Elsevier

Acta Biomaterialia

Volume 24, 15 September 2015, Pages 266-278
Acta Biomaterialia

Full length article
Self-assembled microbubbles as contrast agents for ultrasound/magnetic resonance dual-modality imaging

https://doi.org/10.1016/j.actbio.2015.06.025Get rights and content

Abstract

In this work, superparamagnetic self-assembled microbubbles (SAMBs) consisting of “Poly(acrylic acid)-Iron oxide nanoparticles-Polyamine” sandwich-like shells and tetradecafluorohexane cores were fabricated by a template-free self-assembly approach. The SAMBs exhibit not only magnetic resonance (MR) T2 imaging functionality, but also ultrasound (US) image contrast, showing great potential as US/MR dual contrast agents. The diameters of the SAMBs can be tuned easily from 450 nm to 1300 nm by changing the precursor ratio, and this size variation directly affects their in vitro MRI and US signals. The SAMBs also exhibit in vivo contrast enhancement capabilities in rat liver with injection through portal vein, for both MR and US imaging. Additionally, the biodistribution of SAMBs over time suggests normal systemic metabolic activity through the spleen. The results show that the Fe content in rat liver reduces to a level of which Fe cannot be detected in 45 days.
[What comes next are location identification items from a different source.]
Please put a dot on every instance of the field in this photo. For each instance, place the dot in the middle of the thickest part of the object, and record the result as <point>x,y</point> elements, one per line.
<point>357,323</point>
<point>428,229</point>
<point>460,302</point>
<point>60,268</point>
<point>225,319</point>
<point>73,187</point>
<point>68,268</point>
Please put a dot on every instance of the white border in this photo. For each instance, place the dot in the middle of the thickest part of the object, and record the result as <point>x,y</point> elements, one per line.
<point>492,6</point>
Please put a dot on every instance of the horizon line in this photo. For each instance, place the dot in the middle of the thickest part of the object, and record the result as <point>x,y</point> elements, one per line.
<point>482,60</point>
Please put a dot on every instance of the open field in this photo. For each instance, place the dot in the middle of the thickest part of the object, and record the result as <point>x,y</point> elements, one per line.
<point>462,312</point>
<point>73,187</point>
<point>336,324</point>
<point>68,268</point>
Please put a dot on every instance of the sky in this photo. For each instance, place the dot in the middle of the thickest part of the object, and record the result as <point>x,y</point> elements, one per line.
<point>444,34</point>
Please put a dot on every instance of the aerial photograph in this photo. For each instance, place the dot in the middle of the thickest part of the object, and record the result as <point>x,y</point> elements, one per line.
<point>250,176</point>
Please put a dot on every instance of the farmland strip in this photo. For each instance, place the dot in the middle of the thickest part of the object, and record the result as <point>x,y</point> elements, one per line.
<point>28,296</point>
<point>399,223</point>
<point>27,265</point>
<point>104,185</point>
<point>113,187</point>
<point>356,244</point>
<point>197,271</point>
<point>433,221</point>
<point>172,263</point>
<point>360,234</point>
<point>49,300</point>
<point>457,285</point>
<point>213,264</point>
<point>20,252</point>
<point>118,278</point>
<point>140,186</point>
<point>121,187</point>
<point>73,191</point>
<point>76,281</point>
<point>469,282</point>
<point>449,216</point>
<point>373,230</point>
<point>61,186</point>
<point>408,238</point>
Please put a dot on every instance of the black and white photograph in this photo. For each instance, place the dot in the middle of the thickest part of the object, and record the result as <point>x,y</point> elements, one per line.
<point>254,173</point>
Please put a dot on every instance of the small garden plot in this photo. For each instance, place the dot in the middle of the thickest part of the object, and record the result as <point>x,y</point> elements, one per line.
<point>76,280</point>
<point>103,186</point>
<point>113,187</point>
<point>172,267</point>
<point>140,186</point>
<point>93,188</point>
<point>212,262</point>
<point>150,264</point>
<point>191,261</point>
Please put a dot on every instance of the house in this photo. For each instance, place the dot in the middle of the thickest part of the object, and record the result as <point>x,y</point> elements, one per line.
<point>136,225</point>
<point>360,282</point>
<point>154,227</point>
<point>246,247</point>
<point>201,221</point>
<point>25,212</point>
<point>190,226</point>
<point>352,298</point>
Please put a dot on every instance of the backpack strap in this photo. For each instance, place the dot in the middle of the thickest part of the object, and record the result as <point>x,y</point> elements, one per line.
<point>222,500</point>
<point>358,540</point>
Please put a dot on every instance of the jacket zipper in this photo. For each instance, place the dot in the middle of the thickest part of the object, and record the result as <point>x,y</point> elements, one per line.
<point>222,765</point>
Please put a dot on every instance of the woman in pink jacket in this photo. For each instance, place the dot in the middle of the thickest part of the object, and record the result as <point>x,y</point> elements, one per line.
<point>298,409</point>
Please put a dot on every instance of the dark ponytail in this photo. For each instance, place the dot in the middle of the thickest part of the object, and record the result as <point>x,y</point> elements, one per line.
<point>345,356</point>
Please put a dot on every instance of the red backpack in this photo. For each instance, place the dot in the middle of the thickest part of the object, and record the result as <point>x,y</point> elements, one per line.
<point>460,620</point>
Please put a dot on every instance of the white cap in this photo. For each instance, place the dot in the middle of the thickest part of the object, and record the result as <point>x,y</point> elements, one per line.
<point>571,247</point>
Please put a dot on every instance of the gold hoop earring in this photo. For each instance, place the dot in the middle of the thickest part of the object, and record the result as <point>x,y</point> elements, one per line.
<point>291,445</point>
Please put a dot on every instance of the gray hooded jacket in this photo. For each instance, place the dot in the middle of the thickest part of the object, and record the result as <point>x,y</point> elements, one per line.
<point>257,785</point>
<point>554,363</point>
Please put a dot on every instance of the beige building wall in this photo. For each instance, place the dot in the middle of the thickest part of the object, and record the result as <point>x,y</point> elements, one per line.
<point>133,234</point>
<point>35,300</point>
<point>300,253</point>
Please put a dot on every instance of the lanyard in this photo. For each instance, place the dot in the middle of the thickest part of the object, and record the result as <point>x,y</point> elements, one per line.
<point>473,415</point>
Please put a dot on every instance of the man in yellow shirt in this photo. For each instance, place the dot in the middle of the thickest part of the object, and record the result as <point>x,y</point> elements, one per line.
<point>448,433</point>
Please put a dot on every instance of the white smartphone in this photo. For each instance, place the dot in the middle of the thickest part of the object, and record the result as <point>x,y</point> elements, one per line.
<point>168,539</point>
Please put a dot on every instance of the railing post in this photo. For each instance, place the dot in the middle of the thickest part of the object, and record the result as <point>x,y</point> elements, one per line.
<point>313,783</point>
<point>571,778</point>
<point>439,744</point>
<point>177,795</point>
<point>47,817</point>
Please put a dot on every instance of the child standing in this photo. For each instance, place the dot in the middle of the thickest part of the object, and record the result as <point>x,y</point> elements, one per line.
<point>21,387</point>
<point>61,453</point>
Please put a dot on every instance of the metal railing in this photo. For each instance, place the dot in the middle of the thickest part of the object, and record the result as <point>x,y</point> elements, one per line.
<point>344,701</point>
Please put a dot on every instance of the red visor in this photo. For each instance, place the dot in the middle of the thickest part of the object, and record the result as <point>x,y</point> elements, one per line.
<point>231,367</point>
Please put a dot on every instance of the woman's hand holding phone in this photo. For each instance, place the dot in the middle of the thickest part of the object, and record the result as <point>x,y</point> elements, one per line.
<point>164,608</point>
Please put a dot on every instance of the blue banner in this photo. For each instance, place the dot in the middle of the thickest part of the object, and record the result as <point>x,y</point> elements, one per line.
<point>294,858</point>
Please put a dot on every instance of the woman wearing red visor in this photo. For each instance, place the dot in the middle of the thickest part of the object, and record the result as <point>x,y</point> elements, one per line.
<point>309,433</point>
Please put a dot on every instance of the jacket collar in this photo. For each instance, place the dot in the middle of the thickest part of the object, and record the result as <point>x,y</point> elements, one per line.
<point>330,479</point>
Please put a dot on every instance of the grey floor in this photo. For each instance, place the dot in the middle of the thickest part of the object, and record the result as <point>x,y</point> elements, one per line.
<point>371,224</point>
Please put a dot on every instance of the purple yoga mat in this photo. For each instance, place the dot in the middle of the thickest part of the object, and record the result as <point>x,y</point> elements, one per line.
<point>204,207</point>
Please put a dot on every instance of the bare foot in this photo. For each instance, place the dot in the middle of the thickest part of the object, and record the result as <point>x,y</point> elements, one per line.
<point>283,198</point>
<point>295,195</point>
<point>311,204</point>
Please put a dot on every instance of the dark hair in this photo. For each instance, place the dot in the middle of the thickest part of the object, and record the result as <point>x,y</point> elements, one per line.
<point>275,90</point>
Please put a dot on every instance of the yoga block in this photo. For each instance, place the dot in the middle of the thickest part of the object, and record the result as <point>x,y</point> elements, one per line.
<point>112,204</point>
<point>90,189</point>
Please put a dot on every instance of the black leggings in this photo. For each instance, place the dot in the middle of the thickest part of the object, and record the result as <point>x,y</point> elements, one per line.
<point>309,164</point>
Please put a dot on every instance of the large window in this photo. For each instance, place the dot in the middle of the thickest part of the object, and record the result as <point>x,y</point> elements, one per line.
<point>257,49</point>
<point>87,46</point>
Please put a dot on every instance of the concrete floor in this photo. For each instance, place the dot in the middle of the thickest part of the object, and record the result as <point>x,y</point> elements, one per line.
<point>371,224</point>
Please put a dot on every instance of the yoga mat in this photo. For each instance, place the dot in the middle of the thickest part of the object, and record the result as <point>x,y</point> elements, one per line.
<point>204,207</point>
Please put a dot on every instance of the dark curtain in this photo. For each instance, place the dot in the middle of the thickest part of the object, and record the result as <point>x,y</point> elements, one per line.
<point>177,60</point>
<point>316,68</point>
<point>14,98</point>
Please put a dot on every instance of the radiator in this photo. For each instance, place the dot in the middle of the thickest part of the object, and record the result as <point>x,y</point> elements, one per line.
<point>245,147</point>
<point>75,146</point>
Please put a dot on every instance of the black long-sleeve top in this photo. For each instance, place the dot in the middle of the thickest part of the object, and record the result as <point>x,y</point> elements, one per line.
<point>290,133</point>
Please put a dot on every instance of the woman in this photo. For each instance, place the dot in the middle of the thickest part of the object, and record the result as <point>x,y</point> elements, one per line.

The SAMBs exhibit no obvious damage to the primary organs of rat during the metabolic process, indicating their good biocompatibility in vivo.

Graphical abstract

Microbubbles bearing “Poly(acrylic acid)-Iron oxide nanoparticles-Polyamine” sandwich-like shells were fabricated by a self-assembly approach for MR/US dual-modal imaging applications.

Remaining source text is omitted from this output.